Israel handles threats locally, with local knowledge, local stakes, and local force. It absorbs pressure that would otherwise move outward. It is not a drag on American power or wealth: it costs less than a single U.S. submarine every year. It is a substitute for American power in precisely those contingencies that should be handled regionally if at all possible, and without an American footprint.

That alone is worth the investment.

Israel Is an Irreplaceable Weapons Laboratory

Now add the military-technological side, which is sure to prove even more important in the decade ahead.

America’s defense-industrial base is formidable, but it has too often suffered from sclerosis: bloated procurement, slow acquisition cycles, doctrinal lag, bureaucratic caution, and peacetime assumptions in a wartime age. Trump and Hegseth are making a difference. But it’s a big aircraft carrier to turn.

Israel has the opposite problem. It lives under immediate threat. Missiles actually fall there, as much in peacetime as not. Drone swarms are not hypothetical. Electronic warfare is not a panel discussion. Interception economics are not an abstraction.

That pressure produces innovation. And America benefits immensely.

Iron Beam, Iron Dome, David’s Sling, Arrow, Trophy, advanced drone warfare, cyber-defense architectures, signals intelligence integration, electronic attack, layered missile defense — these are not merely Israeli assets. They are part of the U.S. strategic ecosystem. Some feed directly into American capabilities. Others offer combat-proven lessons American planners would be fools to ignore.
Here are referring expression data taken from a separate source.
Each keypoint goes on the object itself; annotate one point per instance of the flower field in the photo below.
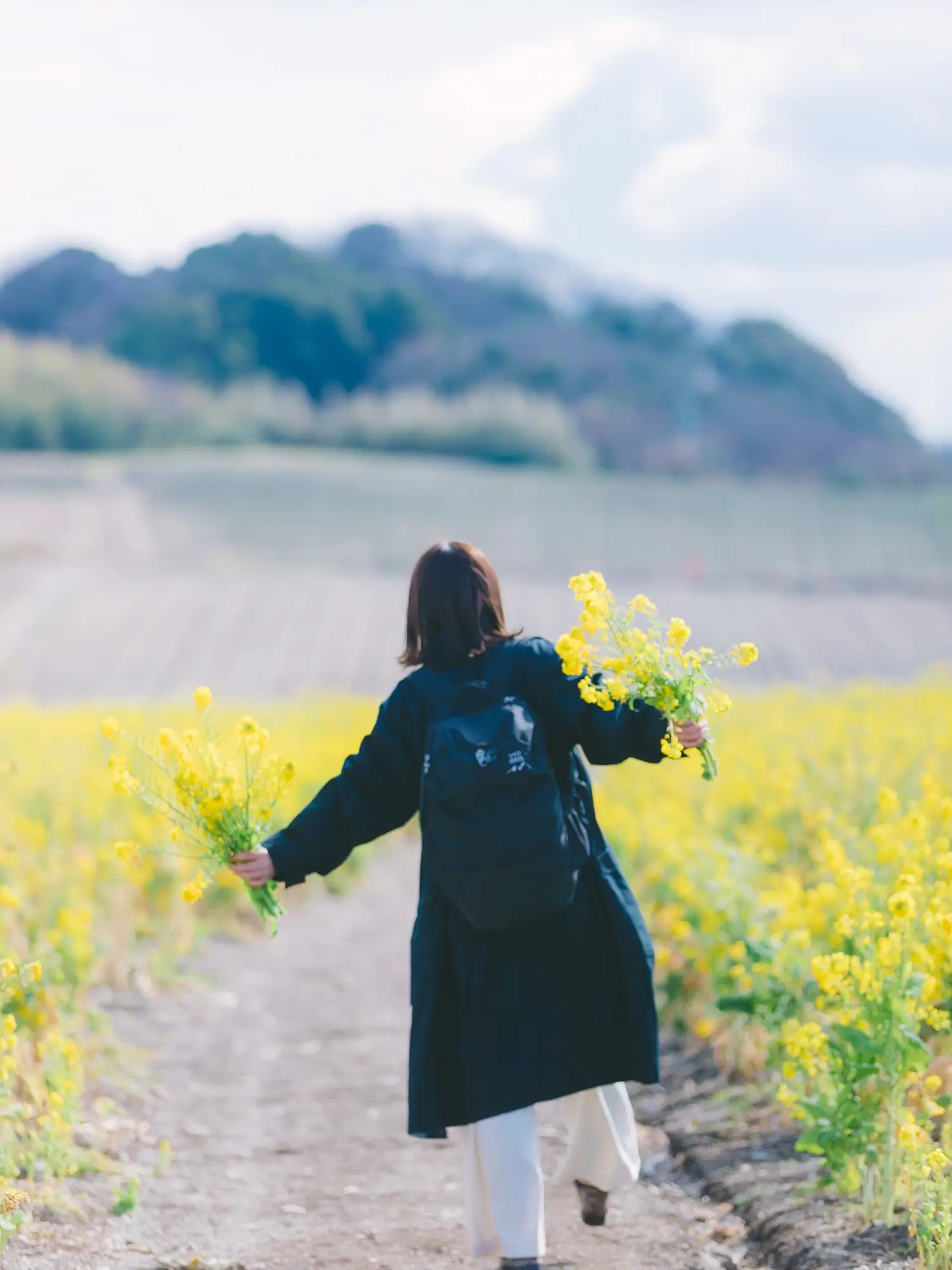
(803, 911)
(78, 915)
(802, 907)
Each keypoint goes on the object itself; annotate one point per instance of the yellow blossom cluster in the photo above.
(91, 891)
(616, 660)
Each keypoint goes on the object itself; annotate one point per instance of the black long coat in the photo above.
(503, 1020)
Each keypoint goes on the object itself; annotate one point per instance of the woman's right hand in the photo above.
(691, 735)
(256, 868)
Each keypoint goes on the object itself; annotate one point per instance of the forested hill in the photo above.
(649, 387)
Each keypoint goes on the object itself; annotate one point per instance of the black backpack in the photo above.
(492, 812)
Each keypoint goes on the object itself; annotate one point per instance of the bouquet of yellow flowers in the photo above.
(621, 660)
(218, 806)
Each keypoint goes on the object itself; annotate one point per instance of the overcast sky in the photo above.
(770, 157)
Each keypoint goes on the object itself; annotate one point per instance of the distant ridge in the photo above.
(453, 311)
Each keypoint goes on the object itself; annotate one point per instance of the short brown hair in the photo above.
(455, 609)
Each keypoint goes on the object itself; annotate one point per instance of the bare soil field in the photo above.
(280, 573)
(280, 1080)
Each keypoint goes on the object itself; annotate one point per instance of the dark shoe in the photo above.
(534, 1264)
(595, 1205)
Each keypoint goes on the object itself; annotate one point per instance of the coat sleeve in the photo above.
(605, 736)
(376, 792)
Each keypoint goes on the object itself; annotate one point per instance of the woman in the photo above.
(559, 1008)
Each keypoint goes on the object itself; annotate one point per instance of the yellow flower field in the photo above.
(802, 907)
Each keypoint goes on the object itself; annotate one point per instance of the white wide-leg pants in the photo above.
(503, 1173)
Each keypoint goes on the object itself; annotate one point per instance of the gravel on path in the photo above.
(282, 1083)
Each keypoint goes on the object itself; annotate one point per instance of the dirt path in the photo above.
(284, 1095)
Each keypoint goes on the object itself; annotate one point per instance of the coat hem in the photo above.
(559, 1090)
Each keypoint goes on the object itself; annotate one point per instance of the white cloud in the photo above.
(794, 158)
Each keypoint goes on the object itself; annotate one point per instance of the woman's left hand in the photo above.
(256, 868)
(691, 735)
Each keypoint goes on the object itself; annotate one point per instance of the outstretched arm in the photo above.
(378, 792)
And — a bit louder for those in the back — all these technologies are joint projects with the United States and essential to U.S. defense.

Iron Beam and related directed-energy systems are revolutionary. The historic problem of missile defense has always been cost asymmetry: the attacker spends little; the defender spends much. Israel is helping crack that equation. Once the cost per intercept falls from hundreds of thousands or millions of dollars to $2 or $3, the entire offense-defense balance changes: indeed, every modern missile or drone becomes obsolete. The risk of nuclear war drops to nearly zero.